General Threshold Model for Social Cascades: Analysis and Simulations

Jie Gao, Golnaz Ghasemiesfeh, Grant Schoenebeck, Fang-Yi Yu


Social behaviors and choices spread through interactions and may lead to a cascading behavior. Understanding how such social cascades spread in a network is crucial for many applications ranging from viral marketing to political campaigns. The behavior of cascade depends crucially on the model of cascade or social influence and the topological structure of the social network.

In this paper we study the general threshold model of cascades which are parameterized by a distribution over the natural numbers, in which the collective influence from infected neighbors, once beyond the threshold of an individual u, will trigger the infection of u. By varying the choice of the distribution, the general threshold model can model cascades with and without the submodular property. In fact, the general threshold model captures many previously studied cascade models as special cases, including the independent cascade model, the linear threshold model, and k-complex contagions.

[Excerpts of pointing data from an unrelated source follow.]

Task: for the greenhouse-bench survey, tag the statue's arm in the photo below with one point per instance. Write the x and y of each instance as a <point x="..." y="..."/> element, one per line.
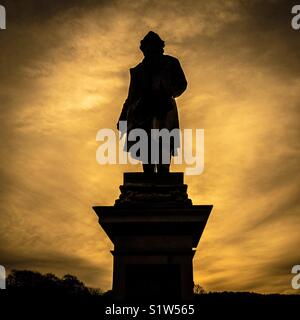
<point x="179" y="82"/>
<point x="123" y="115"/>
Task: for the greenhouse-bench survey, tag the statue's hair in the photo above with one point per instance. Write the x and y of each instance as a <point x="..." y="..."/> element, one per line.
<point x="152" y="39"/>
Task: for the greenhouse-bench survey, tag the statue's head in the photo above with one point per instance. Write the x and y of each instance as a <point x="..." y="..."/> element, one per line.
<point x="152" y="44"/>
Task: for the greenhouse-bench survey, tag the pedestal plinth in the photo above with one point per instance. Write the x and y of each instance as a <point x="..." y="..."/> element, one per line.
<point x="155" y="229"/>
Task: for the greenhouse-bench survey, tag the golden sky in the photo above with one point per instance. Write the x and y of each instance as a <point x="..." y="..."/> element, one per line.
<point x="64" y="75"/>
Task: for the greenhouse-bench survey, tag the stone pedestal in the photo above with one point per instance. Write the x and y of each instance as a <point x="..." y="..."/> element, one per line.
<point x="155" y="229"/>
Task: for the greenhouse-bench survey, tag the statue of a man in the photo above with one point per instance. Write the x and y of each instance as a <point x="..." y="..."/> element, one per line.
<point x="154" y="85"/>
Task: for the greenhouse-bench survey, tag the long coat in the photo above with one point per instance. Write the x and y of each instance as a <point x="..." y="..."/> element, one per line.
<point x="154" y="85"/>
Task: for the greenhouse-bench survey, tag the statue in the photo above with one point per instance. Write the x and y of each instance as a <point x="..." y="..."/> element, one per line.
<point x="154" y="85"/>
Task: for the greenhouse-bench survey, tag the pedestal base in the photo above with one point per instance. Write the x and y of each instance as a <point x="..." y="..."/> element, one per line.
<point x="154" y="228"/>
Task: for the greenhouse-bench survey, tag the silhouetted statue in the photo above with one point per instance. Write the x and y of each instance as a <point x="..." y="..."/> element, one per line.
<point x="154" y="85"/>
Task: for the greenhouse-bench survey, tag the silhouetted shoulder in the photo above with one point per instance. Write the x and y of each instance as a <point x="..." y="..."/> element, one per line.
<point x="136" y="68"/>
<point x="170" y="59"/>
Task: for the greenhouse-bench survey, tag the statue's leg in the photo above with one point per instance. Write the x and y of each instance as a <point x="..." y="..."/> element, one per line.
<point x="149" y="168"/>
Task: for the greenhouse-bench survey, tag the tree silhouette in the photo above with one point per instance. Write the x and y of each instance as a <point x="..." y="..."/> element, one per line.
<point x="35" y="282"/>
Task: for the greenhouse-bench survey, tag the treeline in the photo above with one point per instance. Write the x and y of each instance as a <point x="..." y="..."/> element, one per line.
<point x="35" y="282"/>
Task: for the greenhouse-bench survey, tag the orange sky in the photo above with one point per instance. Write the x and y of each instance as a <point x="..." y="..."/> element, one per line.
<point x="64" y="75"/>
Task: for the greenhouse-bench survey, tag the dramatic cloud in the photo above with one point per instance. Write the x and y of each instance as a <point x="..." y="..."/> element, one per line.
<point x="64" y="75"/>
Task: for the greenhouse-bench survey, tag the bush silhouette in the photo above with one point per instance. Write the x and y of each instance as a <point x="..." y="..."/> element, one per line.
<point x="35" y="282"/>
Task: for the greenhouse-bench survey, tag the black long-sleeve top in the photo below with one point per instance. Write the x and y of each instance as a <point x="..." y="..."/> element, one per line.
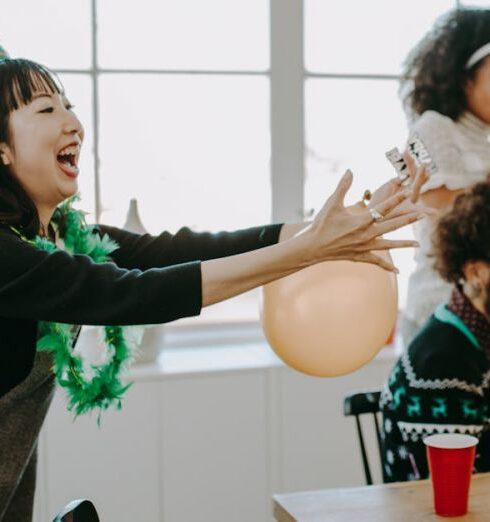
<point x="152" y="279"/>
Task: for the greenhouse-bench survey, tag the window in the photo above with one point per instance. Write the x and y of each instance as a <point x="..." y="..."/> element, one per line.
<point x="219" y="114"/>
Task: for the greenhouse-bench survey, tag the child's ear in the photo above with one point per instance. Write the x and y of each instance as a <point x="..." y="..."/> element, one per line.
<point x="4" y="156"/>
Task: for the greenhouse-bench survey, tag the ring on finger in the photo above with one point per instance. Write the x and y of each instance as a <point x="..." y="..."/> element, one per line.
<point x="377" y="216"/>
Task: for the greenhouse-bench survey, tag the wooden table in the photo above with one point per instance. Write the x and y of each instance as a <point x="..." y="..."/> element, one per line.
<point x="400" y="502"/>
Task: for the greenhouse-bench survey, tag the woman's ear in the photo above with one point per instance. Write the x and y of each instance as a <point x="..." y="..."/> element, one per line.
<point x="4" y="154"/>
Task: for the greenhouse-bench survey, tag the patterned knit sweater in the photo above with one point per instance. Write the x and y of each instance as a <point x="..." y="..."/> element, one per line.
<point x="440" y="384"/>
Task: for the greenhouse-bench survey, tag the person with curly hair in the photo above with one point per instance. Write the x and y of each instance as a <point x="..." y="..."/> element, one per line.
<point x="446" y="93"/>
<point x="441" y="383"/>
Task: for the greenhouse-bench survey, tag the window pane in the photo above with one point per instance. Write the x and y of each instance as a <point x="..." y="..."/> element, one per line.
<point x="193" y="150"/>
<point x="55" y="33"/>
<point x="351" y="124"/>
<point x="184" y="34"/>
<point x="355" y="36"/>
<point x="78" y="89"/>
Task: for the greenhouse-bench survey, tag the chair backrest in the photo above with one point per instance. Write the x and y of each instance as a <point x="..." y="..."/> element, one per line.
<point x="361" y="403"/>
<point x="80" y="510"/>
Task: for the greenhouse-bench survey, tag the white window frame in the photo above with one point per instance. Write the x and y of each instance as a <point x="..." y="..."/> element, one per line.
<point x="287" y="76"/>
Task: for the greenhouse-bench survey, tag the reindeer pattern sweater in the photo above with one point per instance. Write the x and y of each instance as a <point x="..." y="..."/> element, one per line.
<point x="440" y="384"/>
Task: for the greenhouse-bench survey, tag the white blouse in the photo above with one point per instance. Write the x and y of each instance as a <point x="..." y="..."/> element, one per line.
<point x="461" y="152"/>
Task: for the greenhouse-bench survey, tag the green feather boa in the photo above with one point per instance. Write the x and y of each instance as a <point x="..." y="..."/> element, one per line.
<point x="103" y="388"/>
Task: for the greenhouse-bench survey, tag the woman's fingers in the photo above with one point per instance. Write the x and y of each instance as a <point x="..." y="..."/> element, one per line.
<point x="412" y="168"/>
<point x="374" y="259"/>
<point x="385" y="207"/>
<point x="343" y="187"/>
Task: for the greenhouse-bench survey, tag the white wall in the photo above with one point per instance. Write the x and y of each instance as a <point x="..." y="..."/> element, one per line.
<point x="192" y="443"/>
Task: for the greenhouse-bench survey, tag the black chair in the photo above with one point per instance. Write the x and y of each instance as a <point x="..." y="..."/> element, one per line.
<point x="81" y="510"/>
<point x="358" y="404"/>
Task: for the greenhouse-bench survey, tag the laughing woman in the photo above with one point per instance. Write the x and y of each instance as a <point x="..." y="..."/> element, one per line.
<point x="56" y="272"/>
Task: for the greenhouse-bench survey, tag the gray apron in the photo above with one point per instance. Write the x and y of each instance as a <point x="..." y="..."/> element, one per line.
<point x="22" y="413"/>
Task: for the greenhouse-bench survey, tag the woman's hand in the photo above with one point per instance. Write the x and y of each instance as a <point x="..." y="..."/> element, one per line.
<point x="351" y="233"/>
<point x="337" y="232"/>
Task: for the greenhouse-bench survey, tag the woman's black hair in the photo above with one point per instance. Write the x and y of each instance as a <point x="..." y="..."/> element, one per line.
<point x="20" y="79"/>
<point x="434" y="75"/>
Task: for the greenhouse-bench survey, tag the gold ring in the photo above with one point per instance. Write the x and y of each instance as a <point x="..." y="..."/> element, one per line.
<point x="377" y="216"/>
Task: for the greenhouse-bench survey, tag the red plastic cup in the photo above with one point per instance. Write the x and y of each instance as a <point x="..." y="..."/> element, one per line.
<point x="451" y="458"/>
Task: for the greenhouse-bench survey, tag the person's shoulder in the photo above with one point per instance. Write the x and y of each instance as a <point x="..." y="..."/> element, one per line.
<point x="9" y="234"/>
<point x="433" y="122"/>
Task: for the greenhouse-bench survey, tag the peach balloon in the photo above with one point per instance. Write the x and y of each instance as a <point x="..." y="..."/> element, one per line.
<point x="332" y="318"/>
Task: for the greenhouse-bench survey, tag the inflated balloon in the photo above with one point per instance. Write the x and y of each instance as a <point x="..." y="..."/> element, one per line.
<point x="332" y="318"/>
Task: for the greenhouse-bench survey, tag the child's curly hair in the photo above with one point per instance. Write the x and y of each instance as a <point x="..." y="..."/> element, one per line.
<point x="434" y="76"/>
<point x="463" y="233"/>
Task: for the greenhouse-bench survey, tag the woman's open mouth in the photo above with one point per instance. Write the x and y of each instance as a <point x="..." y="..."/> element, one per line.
<point x="67" y="159"/>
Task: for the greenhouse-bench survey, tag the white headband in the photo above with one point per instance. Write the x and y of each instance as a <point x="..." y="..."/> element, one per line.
<point x="478" y="55"/>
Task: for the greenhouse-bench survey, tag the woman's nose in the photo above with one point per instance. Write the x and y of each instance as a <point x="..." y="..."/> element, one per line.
<point x="73" y="124"/>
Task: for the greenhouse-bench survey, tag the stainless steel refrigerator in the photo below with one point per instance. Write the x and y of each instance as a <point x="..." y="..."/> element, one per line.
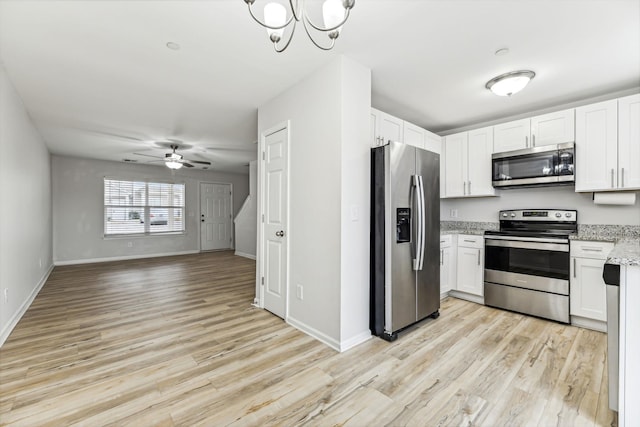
<point x="405" y="238"/>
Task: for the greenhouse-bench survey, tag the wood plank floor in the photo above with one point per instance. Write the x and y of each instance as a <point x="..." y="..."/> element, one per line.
<point x="175" y="341"/>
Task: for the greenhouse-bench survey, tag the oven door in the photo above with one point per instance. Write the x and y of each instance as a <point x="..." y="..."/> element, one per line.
<point x="538" y="264"/>
<point x="531" y="166"/>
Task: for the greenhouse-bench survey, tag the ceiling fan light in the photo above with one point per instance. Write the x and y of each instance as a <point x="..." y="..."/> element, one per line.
<point x="509" y="83"/>
<point x="333" y="12"/>
<point x="172" y="164"/>
<point x="275" y="15"/>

We provide both analytical and experimental results for how cascades from a general threshold model spread in a general growing network model, which contains preferential attachment models as special cases. We show that if we choose the initial seeds as the early arriving nodes, the contagion can spread to a good fraction of the network and this fraction crucially depends on the fixed points of a function derived only from the specified distribution. We also show, using a coauthorship network derived from DBLP databases and the Stanford web network, that our theoretical results can be used to predict the infection rate up to a decent degree of accuracy, while the configuration model does the job poorly.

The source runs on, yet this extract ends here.